I get carried away by this prospect and how great it sounds, so I tell Jimmy I am definitely in.
“So if you come here tomorrow morning after 7 we can go to the market together and I can get you on one of those trucks. You might get into Burma for parts of the road, so have your passport ready. Don’t worry, the people here know me well and will take care of you and it’s a trip that you will remember for the rest of your life.”
By now, Amy is done with the singing and Jimmy is already at his fifth or sixth beer. His wife is signaling that it is time to close for the day. I go home completely excited about the adventure ahead and have a hard time falling asleep, playing various scenarios in my head for the rest of the night.

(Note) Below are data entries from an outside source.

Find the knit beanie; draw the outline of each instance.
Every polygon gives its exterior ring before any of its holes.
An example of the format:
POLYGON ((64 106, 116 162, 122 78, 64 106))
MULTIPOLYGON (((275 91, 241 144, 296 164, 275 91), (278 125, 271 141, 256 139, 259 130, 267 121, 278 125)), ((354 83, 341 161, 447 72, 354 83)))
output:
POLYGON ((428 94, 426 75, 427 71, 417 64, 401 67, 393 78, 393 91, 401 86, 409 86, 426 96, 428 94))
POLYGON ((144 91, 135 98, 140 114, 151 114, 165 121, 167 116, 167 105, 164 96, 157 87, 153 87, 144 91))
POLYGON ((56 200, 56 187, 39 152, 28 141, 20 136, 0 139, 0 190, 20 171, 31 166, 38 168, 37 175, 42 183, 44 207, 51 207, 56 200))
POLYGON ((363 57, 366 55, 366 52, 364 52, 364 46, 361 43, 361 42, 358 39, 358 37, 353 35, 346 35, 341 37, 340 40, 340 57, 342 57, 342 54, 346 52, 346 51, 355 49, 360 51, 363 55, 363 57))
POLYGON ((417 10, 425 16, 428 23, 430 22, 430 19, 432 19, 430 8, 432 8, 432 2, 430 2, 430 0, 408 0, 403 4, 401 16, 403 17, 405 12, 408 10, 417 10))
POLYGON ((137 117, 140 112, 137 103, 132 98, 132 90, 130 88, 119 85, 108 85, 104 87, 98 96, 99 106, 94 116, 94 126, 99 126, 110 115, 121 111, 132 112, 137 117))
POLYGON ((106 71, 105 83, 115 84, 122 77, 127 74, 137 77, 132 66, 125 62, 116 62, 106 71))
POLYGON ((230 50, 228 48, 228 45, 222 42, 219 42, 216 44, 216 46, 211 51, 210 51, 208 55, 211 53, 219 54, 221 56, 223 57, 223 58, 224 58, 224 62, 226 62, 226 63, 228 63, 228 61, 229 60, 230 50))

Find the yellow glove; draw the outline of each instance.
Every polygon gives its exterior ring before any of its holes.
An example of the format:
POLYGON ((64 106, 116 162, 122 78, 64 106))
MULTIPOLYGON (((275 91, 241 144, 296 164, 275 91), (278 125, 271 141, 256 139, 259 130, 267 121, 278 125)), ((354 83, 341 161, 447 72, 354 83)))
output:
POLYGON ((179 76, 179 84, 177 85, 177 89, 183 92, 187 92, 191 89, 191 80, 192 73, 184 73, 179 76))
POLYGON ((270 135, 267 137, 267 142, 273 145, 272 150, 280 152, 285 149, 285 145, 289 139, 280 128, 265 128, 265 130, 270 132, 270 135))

The following morning I am back at Jimmy’s at 7:30, with all my belongings and enthusiasm. But the place is disappointingly closed, no sign of Jimmy or his Burmese wife. It looks like my ‘adventure’ ends here and I will have to take the good old 8 o’clock bus out of town. To soothe my regret, I tell myself that Jimmy’s eventful life was possible thanks to Thailand’s unknownness a few decades ago; in that era, hardy souls, eager for discoveries, came here to lead a life outside the norms and expectations of the West, which eventually made for great story material. Would someone nowadays, given the same backdrop, experience adventure the same way as Jimmy (doing things the rough way, discovering something new to the West, going where few have been)? By now, Thailand has been walked, driven through, flown over, or GPS-mapped in almost all directions.* With excellent phone coverage everywhere, it is impossible to get lost or to feel off the grid. What is considered an ‘adventure’ today is something you rather have to pay a fee and sign a waiver for. And zigzagging across borders is not taken lightly anymore, neither by the Thai nor by the Burmese side.
Maybe real adventures are better off preserved in the memories of people like Jimmy. I and others who listen to him can only pass the story on.
*After checking on it, the jungle road that Jimmy mentioned seems to be part of a rough motorbike tour of Thailand.